Tapi kamu harus hati-hati dengan godaan khasiat awet muda ini, karena kalau konsumsi vitamin A, E dan C itu terlalu banyak, akan berbalik menjadi petaka. Sebuah penelitian dilakukan pada beberapa pria perokok, yang menunjukkan peningkatan resiko kanker pada mereka yang mengkonsumsi vitamin A secara berlebihan daripada yang tidak. Sebenarnya, tubuh kita tidak  membutuhkan vitamin A, C, dan E yang terlalu banyak.

2. Vitamin B3: penyebab infeksi dan penyakit pada liver

Vitamin B3 via spineuniverse

Dikenal juga dengan niacin, vitamin ini telah dipercaya mampu berkhasiat untuk mengatasi beberapa penyakit kronis seperti kolesterol, diabetes, atau jantung. B3 biasanya digunakan untuk menurunkan tingkat kolesterol jahat (LDL) dan menaikkan kolesterol baik (HDL). Namun ternyata penelitian medis menunjukkan hal yang mengerikan lo. Para pasien yang mengkonsumsi vitamin B3 secara rutin cenderung mengalami infeksi, masalah pada liver dan pendarahan dalam. Bahkan juga malah memiliki efek samping negatif pada pencegahan penyakit jantung. Dengan bukti tersebut, akhirnya vitamin ini tidak lagi diberikan secara medis.

3. Vitamin C: tidak akan menyembuhkan demam dan gejala flu

Suplemen vitamin C via juicing-for-health

Hayo, kamu masih percaya kalau vitamin C itu bisa menyembuhkan demam atau gejala flu? Buang jauh-jauh persepsi yang tidak tepat itu, karena sebenarnya vitamin C tidak berperan dalam penyembuhan flu. Para pekerja medis pun sekarang tidak lagi memberikan suplemen vitamin C pada pasien yang mengeluhkan gejala flu, karena ternyata efek sampingnya jauh lebih mengerikan kalau kamu sampai overdosis vitamin C.

Penyakit yang bisa timbul karena konsumsi vitamin C berlebihan adalah batu ginjal. Hii menyeramkan ya! Batas maksimal konsumsi vitamin C per hari adalah 2000 mg, jadi jangan sampai kamu melebihi batas tersebut!
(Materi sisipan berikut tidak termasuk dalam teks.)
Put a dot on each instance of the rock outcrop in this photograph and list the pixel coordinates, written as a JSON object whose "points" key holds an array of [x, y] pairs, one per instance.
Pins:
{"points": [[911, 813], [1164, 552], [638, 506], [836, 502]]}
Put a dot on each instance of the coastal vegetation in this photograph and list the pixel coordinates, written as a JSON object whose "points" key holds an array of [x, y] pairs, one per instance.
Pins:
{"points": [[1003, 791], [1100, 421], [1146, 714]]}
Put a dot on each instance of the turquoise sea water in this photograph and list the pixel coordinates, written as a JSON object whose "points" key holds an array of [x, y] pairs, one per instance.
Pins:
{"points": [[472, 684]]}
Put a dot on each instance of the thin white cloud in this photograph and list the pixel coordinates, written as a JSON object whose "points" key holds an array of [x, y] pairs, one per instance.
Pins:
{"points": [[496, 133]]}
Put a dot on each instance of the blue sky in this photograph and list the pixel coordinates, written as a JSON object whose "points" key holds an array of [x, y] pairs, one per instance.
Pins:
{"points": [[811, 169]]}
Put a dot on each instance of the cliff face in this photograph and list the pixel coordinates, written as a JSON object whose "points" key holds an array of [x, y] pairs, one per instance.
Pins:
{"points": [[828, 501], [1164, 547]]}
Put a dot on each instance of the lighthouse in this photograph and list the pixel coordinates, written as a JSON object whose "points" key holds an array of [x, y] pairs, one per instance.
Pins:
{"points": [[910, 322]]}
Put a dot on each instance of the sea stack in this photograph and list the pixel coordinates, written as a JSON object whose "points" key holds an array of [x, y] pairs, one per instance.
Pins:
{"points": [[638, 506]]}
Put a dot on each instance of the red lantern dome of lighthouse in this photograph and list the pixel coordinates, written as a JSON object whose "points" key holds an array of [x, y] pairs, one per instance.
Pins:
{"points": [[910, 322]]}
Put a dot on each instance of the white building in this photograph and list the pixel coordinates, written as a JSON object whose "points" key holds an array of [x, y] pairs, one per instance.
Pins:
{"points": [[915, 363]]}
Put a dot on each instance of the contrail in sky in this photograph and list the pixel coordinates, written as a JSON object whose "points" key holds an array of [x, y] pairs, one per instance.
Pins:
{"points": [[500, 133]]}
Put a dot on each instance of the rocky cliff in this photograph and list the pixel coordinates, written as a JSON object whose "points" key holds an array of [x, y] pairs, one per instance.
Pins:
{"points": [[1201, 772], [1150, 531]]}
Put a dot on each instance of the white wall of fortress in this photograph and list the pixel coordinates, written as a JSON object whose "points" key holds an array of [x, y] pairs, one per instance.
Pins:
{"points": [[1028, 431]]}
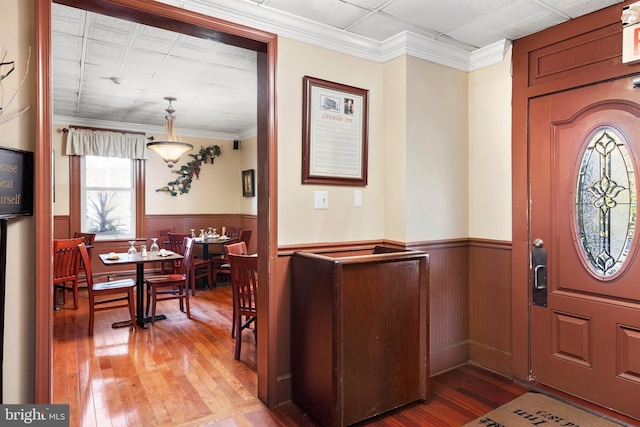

4. Vitamin E: pemicu kanker prostat

Suplemen vitamin E via Vanderbilt

Vitamin E sudah lama dipercaya sebagai anti oksidan dan anti kanker, sehingga mudah sekali ditemukan suplemennya dan dijual secara bebas. Tapi ternyata ada bahaya yang tersimpan di balik kapsul-kapsul itu, yakni resiko kanker. Sebuah penelitian dilakukan pada 36.000 pria yang mengonsumsi suplemen vitamin E secara rutin ternyata memiliki resiko kanker prostat yang tinggi, dan juga resiko kematian karena penyakit itu. Karena itulah suplemen vitamin E tidak lagi diresepkan oleh dokter.

5. Multivitamin

Multivitamin via ppcorn

Yang satu ini pasti masih salah kaprah. Karena mengandung vitamin A, B, C yang dianggap bermanfaat bagi tubuh, banyak yang mengkonsumsi multivitamin secara berlebihan. Sebuah penelitian pada tahun 2012 mematahkan anggapan bahwa multivitamin adalah suplemen yang baik untuk tubuh. 39.000 perempuan yang telah mengkonsumsi multivitamin secara rutin selama 25 tahun, memiliki resiko kematian yang lebih tinggi. Wuuh mengerikan ya! Tapi tenang, kebutuhan akan vitamin sebenarnya bisa dipenuhi dengan diet makanan yang sehat tanpa perlu mengkonsumsi suplemen.